The destruction of the historic structure stirred both domestic and international protest. The Turkish Foreign Minister İsmail Cem İpekçi as well as several institutions tried to prevent the demolition. The Turkish Democratic Left Party (DSP) Deputy Ertuğrul Kumcuoğlu even suggested a boycott on travelling to Saudi Arabia. The Turkish Ministry of Culture and Tourism condemned the obliteration of the fortress, comparing the act to the destruction of the Buddhas of Bamiyan, and accusing the Saudi authorities of "continuing with their policy of demolishing Ottoman heritage sites".

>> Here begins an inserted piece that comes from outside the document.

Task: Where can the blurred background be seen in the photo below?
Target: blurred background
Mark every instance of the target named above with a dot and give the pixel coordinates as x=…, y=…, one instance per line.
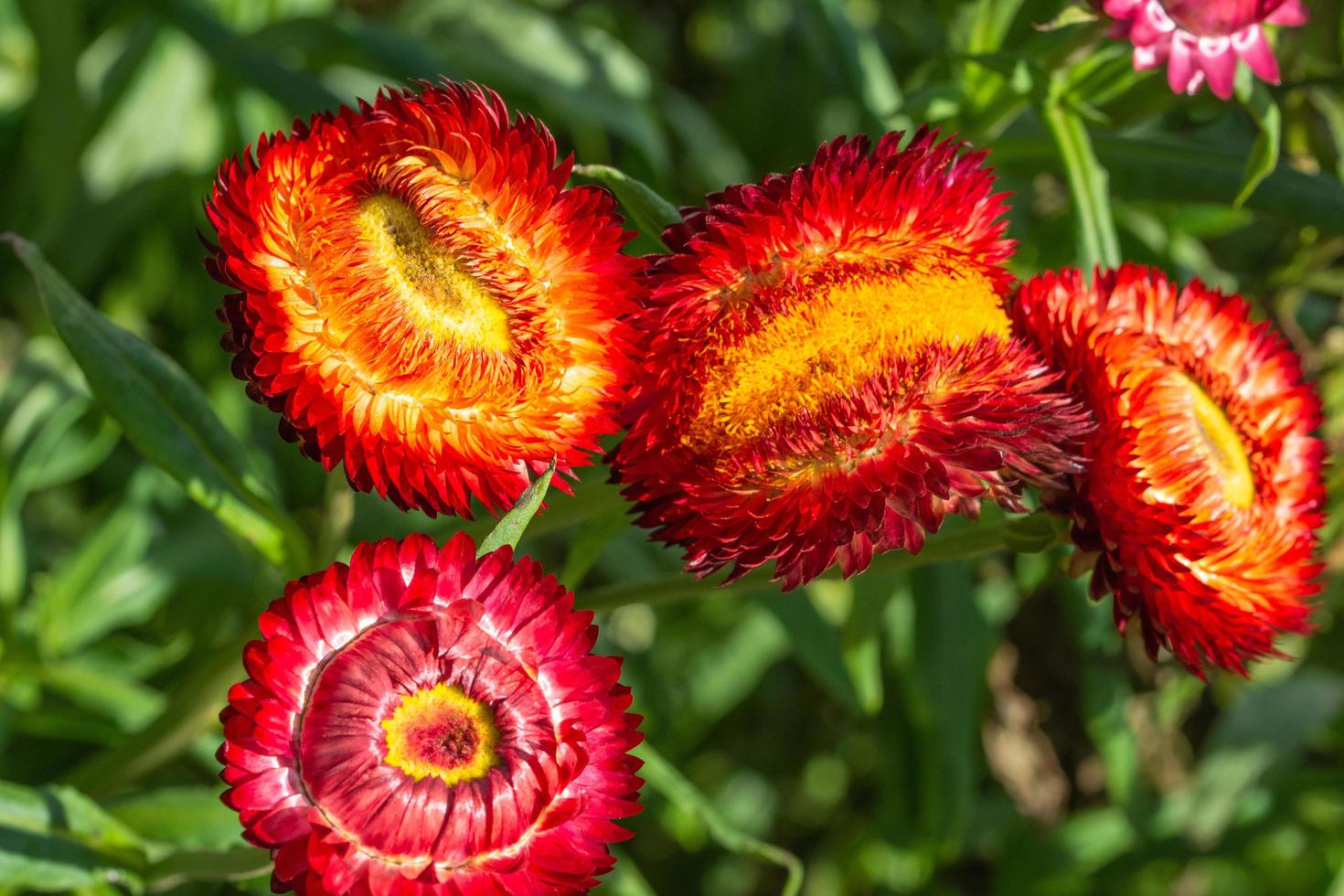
x=966, y=727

The French news agency Agence France-Presse (AFP) quoted Saudi Islamic affairs Minister Saleh al-Shaikh as saying "no-one has the right to interfere in what comes under the state's authority". In reference to the housing component of the plan, al-Sheikh added that it was intended to house pilgrims to Mecca, and said "this is in the interest of Muslims all over the world". Arab commenters are dismissive of the protests against the destruction, and ascribed them to a residual bitterness on the loss of the Arabian peninsula by the Ottoman Empire.

However, the destruction of this and other historic sites fueled criticism of the Saudis, and plans were made to rebuild the castle, as ordered by the King in 2001:

King Fahd has given his approval for the King Abdul Aziz Endowment for the Holy Haram and for the preparation of the project site by removing the hill and the castle. The king instructed that the castle should be preserved in full by rebuilding it," the minister said.

A 1/25 scale model of the fortress is included along with other architectural models at the Miniatürk miniature park in Istanbul, Turkey.